Aurora was not a brand that had been on my radar since my fountain pen obsession started several years ago. Slowly, over the past year, I started seeing them pop up in my friends feeds. This one in particular.
Now that’s a Brad-looking pen if I’ve ever seen one. Still, I didn’t know much about the brand, but they were officially on my radar.
This all came to a head around the time of the 2016 DC Pen Show. Aurora had recently instituted a sweeping 30% MSRP price drop across their product lineup, and I was able to get my hands on them to try out. That bit of double trouble was all I needed to come home with my first Aurora: The Optima Red Demonstrator. And for less than $500.
We all have different things that make a pen perfect for us. The combination of weight, feel, nib, and style make this pen perfect for me. It’s not too heavy, and not too light. There is a density and balance in the barrel when I’m writing. The nib is firm and fine and well-tuned. The style fits my aesthetic perfectly.
This set me down a path of Optima love. I use this pen all of the time, and talk about it too much. My friends at Kenro of course enjoy this immensely, so they sent me and the staff nearly one of everything to check out.
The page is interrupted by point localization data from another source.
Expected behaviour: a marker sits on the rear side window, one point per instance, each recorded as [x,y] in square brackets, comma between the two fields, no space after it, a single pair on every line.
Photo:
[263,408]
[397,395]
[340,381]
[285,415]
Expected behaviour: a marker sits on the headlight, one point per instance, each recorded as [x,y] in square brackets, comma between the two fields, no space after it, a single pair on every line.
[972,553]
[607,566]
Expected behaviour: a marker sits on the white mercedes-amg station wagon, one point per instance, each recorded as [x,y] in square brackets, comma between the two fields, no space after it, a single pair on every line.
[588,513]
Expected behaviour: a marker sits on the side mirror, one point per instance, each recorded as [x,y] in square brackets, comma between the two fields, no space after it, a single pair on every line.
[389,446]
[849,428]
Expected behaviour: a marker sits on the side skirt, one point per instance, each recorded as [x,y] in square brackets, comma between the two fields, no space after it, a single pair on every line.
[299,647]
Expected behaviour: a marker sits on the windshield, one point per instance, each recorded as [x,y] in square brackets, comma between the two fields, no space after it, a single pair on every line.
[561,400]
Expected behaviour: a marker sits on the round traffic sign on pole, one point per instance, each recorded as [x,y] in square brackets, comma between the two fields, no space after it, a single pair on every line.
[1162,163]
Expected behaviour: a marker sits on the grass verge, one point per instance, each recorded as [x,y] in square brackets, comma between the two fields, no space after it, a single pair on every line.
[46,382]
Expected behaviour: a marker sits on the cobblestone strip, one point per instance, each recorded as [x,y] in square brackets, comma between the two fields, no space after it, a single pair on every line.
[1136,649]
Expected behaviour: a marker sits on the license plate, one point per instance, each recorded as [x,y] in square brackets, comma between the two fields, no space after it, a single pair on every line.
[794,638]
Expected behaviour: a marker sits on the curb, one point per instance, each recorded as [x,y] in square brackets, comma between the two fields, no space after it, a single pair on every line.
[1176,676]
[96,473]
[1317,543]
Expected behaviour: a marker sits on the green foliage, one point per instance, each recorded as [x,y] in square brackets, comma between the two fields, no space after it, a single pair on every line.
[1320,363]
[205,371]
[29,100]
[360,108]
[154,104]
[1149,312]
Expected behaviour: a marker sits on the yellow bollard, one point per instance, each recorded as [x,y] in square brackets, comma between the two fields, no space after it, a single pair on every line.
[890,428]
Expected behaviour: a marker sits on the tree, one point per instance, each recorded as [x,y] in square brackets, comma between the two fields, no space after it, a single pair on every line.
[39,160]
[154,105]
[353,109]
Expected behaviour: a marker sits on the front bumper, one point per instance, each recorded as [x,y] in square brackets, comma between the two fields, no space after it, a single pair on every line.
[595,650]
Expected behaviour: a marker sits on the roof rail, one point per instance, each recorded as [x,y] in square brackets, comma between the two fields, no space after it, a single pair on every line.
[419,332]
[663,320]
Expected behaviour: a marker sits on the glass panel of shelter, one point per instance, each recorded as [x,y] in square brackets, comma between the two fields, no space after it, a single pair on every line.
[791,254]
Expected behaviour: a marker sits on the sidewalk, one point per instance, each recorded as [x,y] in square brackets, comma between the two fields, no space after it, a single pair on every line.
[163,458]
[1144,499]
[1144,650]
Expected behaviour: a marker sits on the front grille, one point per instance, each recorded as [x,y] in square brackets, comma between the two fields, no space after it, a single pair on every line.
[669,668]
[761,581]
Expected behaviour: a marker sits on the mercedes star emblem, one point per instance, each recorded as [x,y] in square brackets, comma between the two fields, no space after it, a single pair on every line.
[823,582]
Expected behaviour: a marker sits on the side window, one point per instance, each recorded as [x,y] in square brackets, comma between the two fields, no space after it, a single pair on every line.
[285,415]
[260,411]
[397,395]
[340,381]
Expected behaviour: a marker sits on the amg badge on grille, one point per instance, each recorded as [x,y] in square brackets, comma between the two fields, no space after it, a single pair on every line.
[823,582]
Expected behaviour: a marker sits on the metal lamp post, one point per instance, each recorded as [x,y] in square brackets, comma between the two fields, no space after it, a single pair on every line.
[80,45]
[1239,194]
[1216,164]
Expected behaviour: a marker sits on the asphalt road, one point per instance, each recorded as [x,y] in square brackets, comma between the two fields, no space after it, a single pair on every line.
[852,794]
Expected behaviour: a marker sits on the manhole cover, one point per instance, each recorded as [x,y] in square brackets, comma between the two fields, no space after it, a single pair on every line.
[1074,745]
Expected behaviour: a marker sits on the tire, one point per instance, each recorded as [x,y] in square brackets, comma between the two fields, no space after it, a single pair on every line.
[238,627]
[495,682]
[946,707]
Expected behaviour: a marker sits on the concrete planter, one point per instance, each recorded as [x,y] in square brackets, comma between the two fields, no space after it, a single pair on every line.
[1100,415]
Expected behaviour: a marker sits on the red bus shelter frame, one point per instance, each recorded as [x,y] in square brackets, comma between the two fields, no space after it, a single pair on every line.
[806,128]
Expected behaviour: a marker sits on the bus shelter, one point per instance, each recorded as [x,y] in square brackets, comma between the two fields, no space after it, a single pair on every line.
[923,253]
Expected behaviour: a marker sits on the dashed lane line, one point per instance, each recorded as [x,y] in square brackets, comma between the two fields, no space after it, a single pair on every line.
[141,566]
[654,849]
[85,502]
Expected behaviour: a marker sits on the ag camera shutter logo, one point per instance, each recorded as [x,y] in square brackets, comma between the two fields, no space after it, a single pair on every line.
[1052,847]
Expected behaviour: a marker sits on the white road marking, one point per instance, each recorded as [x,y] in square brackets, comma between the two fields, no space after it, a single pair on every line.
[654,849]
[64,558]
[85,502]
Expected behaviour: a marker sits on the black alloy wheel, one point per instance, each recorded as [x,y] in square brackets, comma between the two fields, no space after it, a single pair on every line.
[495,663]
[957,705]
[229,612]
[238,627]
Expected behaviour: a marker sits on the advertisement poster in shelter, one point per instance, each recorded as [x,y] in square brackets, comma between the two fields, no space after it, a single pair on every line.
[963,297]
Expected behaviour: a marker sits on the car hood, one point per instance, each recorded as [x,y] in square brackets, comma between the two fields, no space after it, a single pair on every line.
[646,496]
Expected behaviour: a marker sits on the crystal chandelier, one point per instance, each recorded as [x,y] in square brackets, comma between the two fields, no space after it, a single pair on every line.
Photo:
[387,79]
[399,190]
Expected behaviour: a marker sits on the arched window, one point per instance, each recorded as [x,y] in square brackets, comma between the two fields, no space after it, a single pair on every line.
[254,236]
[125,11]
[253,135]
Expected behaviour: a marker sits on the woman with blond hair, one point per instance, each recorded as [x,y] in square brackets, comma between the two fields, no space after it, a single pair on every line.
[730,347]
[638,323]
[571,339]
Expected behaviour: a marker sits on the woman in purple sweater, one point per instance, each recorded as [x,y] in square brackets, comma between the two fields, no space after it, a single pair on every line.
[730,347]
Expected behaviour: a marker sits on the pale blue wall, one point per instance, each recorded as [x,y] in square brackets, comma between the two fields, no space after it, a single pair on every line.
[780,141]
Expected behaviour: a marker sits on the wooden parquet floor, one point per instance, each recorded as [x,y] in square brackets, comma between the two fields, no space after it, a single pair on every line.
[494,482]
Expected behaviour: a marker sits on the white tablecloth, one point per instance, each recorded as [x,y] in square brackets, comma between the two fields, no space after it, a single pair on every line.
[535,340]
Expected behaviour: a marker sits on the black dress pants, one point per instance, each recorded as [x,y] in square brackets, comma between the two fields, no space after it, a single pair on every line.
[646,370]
So now it’s my turn to fawn over a pen and a brand that has been reviewed many times over by Jeff and Susan.
Despite already owning my own Optima, I wanted to test out a loaner in a different nib size, so I chose the Burgundy Auroloide with Chrome Trim with a medium 14k nib. My expectations going in were that this pen would equally as great as my personal Optima, and it absolutely was.
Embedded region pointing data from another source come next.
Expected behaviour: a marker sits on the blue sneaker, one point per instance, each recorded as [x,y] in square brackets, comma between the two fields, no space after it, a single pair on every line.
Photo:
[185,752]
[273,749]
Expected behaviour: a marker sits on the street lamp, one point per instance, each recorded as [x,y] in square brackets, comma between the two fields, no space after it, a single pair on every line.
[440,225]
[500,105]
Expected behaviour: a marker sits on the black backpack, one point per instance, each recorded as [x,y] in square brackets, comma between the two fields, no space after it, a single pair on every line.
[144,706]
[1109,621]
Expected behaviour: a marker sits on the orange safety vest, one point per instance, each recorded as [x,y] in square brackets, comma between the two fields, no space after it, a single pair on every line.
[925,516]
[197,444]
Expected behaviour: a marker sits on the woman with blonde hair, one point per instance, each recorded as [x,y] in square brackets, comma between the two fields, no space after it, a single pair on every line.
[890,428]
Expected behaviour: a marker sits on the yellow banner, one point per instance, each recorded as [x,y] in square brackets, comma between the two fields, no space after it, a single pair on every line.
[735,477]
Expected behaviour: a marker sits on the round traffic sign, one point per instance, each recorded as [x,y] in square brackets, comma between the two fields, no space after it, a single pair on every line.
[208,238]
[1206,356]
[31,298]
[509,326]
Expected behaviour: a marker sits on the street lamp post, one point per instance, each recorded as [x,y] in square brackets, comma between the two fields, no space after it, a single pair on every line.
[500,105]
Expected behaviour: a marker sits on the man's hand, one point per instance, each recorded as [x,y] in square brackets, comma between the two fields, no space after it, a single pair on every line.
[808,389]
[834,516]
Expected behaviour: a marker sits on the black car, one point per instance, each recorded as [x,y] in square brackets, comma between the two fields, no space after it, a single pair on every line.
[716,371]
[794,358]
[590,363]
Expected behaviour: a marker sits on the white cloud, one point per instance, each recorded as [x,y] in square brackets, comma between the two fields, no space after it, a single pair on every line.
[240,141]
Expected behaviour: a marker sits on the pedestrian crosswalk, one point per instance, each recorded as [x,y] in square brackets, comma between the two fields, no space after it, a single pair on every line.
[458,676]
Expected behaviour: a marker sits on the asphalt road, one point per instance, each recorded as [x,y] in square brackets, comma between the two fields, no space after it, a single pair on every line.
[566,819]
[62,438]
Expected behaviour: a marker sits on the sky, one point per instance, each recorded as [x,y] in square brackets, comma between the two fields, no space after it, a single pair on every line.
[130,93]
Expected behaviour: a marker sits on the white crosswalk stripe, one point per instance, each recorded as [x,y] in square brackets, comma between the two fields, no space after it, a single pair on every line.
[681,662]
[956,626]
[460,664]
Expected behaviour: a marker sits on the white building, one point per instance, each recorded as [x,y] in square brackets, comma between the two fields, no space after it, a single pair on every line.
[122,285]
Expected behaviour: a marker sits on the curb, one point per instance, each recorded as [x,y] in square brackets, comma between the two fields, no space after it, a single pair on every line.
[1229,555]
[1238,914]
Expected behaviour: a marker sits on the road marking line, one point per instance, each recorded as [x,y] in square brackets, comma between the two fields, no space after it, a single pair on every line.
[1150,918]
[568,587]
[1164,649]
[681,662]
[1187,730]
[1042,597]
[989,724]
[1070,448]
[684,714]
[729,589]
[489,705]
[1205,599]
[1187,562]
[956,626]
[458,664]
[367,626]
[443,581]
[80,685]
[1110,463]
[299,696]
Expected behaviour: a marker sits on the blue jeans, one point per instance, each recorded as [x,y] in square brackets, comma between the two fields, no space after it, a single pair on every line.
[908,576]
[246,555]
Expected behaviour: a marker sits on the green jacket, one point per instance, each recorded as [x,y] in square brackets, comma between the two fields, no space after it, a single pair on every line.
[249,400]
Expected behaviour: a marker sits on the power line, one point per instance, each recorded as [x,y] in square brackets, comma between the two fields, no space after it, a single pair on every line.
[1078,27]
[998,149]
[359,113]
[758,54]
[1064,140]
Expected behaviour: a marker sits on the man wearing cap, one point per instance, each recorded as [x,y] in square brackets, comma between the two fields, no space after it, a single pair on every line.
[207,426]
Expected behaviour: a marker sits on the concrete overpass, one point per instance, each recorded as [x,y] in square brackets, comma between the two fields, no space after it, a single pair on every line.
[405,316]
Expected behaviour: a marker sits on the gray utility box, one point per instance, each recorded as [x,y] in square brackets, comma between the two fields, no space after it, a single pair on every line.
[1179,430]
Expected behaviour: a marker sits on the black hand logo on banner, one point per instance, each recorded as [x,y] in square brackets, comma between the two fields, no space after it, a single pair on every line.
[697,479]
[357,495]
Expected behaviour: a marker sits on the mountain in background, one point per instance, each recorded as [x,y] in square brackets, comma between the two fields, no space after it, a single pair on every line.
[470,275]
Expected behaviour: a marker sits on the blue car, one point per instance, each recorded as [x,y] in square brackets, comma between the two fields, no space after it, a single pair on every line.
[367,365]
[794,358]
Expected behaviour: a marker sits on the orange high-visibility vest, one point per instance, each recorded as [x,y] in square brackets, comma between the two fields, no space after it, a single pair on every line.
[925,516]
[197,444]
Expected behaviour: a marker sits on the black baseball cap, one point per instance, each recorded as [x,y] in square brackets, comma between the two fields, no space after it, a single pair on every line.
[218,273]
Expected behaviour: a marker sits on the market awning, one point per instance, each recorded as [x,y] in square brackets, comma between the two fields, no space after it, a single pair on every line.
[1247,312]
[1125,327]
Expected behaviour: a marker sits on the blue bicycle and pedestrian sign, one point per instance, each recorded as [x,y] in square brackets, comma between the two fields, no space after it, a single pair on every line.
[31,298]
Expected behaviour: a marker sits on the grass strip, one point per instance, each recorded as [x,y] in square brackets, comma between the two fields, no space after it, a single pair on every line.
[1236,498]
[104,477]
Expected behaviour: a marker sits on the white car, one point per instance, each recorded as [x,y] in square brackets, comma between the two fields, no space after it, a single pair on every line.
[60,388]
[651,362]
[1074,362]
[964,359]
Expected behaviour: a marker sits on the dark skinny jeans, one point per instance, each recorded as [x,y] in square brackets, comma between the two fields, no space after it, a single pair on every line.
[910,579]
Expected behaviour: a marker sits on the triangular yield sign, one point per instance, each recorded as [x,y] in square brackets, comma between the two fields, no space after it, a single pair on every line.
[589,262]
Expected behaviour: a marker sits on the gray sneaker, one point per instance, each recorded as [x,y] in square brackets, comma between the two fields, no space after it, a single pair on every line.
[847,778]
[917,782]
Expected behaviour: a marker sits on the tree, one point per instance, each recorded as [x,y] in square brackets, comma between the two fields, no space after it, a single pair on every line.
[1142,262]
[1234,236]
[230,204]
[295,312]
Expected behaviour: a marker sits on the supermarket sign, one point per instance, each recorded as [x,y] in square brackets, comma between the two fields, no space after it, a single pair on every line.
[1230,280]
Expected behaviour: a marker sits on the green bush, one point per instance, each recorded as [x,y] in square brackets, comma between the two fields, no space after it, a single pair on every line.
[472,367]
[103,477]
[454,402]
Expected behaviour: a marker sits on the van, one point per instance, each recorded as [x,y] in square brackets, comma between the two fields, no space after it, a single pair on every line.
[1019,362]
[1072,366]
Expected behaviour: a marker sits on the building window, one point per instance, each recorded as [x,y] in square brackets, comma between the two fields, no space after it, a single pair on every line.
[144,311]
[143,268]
The primary difference was the nib. The medium nib is much wider and wetter than my extra fine. This is obviously expected. It is too wet for my daily use, but I’m admittedly an outlier in nib preference. The medium nib is super smooth and really lays down the ink.
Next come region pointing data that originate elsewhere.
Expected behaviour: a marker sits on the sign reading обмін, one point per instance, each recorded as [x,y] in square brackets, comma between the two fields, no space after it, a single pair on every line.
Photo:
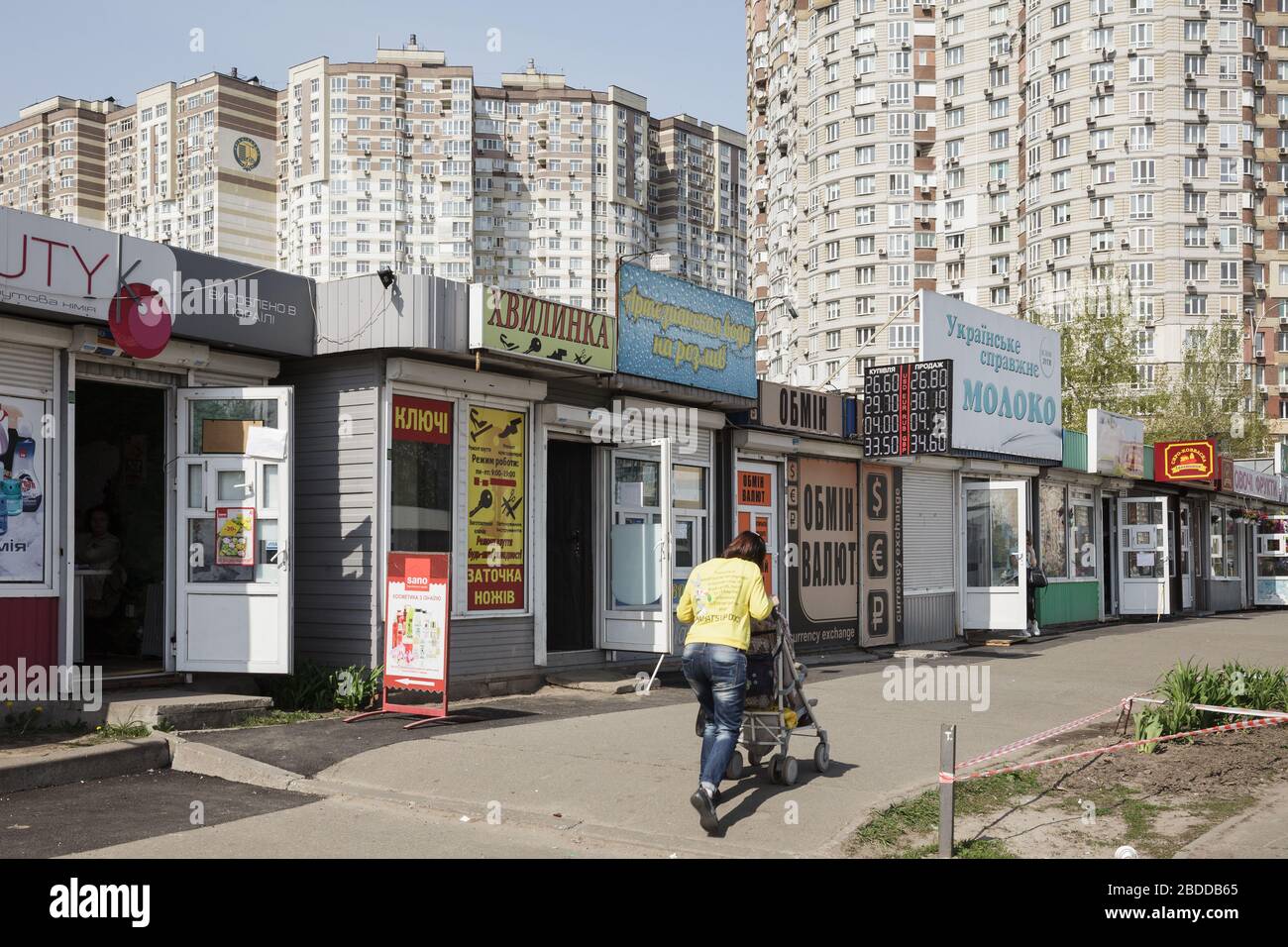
[541,330]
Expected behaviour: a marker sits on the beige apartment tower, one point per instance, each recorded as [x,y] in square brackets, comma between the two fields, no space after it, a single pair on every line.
[1019,157]
[53,159]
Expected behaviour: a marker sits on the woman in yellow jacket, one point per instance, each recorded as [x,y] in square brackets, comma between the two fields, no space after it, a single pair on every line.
[717,603]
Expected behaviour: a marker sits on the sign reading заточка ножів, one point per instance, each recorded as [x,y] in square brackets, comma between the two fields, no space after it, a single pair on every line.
[1006,373]
[677,331]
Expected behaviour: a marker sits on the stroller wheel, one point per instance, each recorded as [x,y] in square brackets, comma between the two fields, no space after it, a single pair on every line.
[734,770]
[822,758]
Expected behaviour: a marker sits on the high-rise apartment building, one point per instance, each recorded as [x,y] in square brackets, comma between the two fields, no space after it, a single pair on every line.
[193,165]
[1022,157]
[400,162]
[53,159]
[563,179]
[375,166]
[698,201]
[404,162]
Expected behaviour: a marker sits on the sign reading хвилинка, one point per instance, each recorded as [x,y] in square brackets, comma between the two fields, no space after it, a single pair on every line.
[541,330]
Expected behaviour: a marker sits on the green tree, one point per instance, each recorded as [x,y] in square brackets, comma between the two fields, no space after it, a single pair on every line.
[1203,395]
[1098,352]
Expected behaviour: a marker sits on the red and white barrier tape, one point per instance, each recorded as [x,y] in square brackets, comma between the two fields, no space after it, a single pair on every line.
[1046,735]
[1214,709]
[1116,748]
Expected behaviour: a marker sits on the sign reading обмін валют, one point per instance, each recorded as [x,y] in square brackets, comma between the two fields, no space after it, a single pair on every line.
[541,330]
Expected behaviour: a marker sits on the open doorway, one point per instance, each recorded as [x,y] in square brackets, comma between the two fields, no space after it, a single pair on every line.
[570,547]
[120,475]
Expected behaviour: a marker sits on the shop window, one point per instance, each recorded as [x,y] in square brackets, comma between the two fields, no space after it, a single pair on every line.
[421,475]
[1068,532]
[1273,549]
[636,528]
[25,474]
[1142,539]
[1051,517]
[992,539]
[220,427]
[1224,544]
[1083,528]
[635,579]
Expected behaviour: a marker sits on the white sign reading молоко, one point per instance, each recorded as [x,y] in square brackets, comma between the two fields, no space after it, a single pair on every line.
[1006,377]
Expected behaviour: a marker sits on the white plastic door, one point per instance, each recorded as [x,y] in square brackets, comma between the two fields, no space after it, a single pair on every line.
[235,484]
[1142,557]
[996,554]
[642,549]
[1185,553]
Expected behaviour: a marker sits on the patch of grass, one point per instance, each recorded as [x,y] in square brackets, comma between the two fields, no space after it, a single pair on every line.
[132,729]
[318,688]
[274,718]
[971,848]
[983,848]
[892,827]
[1231,685]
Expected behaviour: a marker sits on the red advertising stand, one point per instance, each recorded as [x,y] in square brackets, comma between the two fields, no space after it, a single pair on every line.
[417,608]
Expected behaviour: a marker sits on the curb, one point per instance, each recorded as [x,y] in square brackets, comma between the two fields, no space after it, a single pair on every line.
[82,763]
[204,759]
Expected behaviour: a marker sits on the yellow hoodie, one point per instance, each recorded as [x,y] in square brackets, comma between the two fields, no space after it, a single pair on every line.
[719,599]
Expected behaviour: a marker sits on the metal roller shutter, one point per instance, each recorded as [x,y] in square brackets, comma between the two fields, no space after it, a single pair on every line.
[29,368]
[928,538]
All of the Optima are piston fillers, and has some of the most solid mechanics I have used. The piston feels strong, yet easy to turn, and it draws in a full barrel of ink. I’ve found it easy to clean too, with just a few flushes of water through the barrel to get it ready for the next fill.
I also love the flange at the end of the grip section. I have a traditional writing grip, and where I hold the pen rests comfortably right where the raised section is most comfortable. The Optima feels tailor-made to my hand.
Another great feature that Aurora offers is easily swappable nibs for the Optima lineup. The nib and beautiful red ebonite feed screw out for easy cleaning and replacing. This also helps with cleaning too.
Overall, this is one of my favorite pens I own. The feel in my hand is unlike any other pen I own, and the nib is a joy. For the price - around $450-$500 depending on materials - I prefer it over the Pelikan M600/M800 lineup, which is its primary competition in this bracket.
Fountain pen show season is about to kick off again in January and if you make it out to a show definitely give an Aurora pen a test drive. I think you will be impressed.
My thanks to Kenro Industries for loaning me this pen for purposes of this review.